One of my greatest fears is that one day an overzealous downtown beautifiation project will eradicate the Listen Bird’s presence. Yes, he’ll survive in the bathrooms of Books and Company, but what of the ones hidden away in bowling alley doorways, back alley bus stops, or the downtown post offices? The Listen Bird is public art in its purest form, given without compensation or credit, its message as open to interpretation as any other, its presence cropping up in unexpected places, giving the urban elements of Prince George a cohesive vibe while linking it to similar projects across the country. I don’t know if it’s one or two or more artists spreading the bird around the city, if there’s some underground movement in tagging culture that I’m not a part of, or if it’s just something that spreads virally, the way things used to before the days of YouTube and email forwards.
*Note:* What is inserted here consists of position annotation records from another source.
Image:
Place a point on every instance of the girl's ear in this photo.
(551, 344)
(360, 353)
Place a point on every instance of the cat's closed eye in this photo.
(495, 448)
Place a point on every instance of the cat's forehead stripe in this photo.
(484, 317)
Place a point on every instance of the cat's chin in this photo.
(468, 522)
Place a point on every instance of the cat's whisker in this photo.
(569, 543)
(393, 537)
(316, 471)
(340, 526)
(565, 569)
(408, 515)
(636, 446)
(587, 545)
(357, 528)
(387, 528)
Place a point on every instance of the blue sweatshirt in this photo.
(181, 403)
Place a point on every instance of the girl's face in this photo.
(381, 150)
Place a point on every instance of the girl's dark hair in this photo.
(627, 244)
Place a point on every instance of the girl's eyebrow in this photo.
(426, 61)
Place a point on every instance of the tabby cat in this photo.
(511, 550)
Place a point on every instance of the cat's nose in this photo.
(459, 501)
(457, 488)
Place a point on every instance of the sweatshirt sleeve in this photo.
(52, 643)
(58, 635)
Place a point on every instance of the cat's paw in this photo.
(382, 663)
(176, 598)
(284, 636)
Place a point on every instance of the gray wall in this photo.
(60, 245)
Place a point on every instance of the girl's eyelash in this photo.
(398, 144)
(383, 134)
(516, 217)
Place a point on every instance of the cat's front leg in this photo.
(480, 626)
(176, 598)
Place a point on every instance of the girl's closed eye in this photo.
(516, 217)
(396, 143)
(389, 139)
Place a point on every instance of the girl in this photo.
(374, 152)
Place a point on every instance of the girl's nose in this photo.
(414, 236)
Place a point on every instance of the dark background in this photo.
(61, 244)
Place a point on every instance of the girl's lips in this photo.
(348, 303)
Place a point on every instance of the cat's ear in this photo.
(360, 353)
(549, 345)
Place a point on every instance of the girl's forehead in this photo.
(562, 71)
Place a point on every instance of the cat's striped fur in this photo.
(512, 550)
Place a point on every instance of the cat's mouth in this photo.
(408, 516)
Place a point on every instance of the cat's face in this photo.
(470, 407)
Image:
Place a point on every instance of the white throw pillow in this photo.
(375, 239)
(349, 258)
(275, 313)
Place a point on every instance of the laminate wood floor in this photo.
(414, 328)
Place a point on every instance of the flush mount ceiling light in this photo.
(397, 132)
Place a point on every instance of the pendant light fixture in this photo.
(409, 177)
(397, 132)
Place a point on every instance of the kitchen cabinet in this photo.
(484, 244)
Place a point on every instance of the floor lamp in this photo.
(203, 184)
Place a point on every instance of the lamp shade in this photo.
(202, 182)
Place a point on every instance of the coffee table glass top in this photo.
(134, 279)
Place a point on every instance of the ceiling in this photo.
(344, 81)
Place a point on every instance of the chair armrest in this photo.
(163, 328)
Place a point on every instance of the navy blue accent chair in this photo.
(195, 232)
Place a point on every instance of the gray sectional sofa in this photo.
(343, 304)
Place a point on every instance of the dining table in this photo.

And I don’t want to know. The anonymity of it gives the message a life of its own, untethered to a singular persona or public figure. Mao Tse Tung famously began his political journey with a 4000 character screed scrawled on the bathroom walls of his college, or so the story goes. Factual or not, it is true that many a political movement has galvanized public support by posting their message in public places where all can see, regardless of race or class or religious screed. And while the anonymous nature of the painter ensures they will never reach political notoriety, it also gives their message a time-and-placelessness that no personal manifesto can ever achieve.

 
As someone with no easily definable skills (communications professional with a political science degree?), I’ve had to spend a fair amount of time self-promoting. I’m not alone in this, as the internet age has rendered Google the new resume and Twitter the new handshake circuit. The Listen Bird is an antidote to all that. Whether he’s at the edge of the forest or the back of a bus stop, he serves as a reminder that there’s always a story left untold. The people and the things you can find in this city are as interesting and enlightening as anywhere else in the world. We have languages, bordering on extinction, that are absolutely unique to this geography and the culture that came out of it. Our history, written or oral, is as fascinating and as complicated as any metropolitan centre or rural outpost. The elements at play as we seek to define ourselves in the face of the 21st century can and does fuel debate as heightened as anything going on in the power corridors of Vancouver, Victoria, Ottawa. And the arts and music being created here may sometimes be messy and terrible, but they can also reach moments of unqualified greatness that I rank as among the best I’ve ever experienced. This is open to everyone. We can all find it. All we have to do is listen.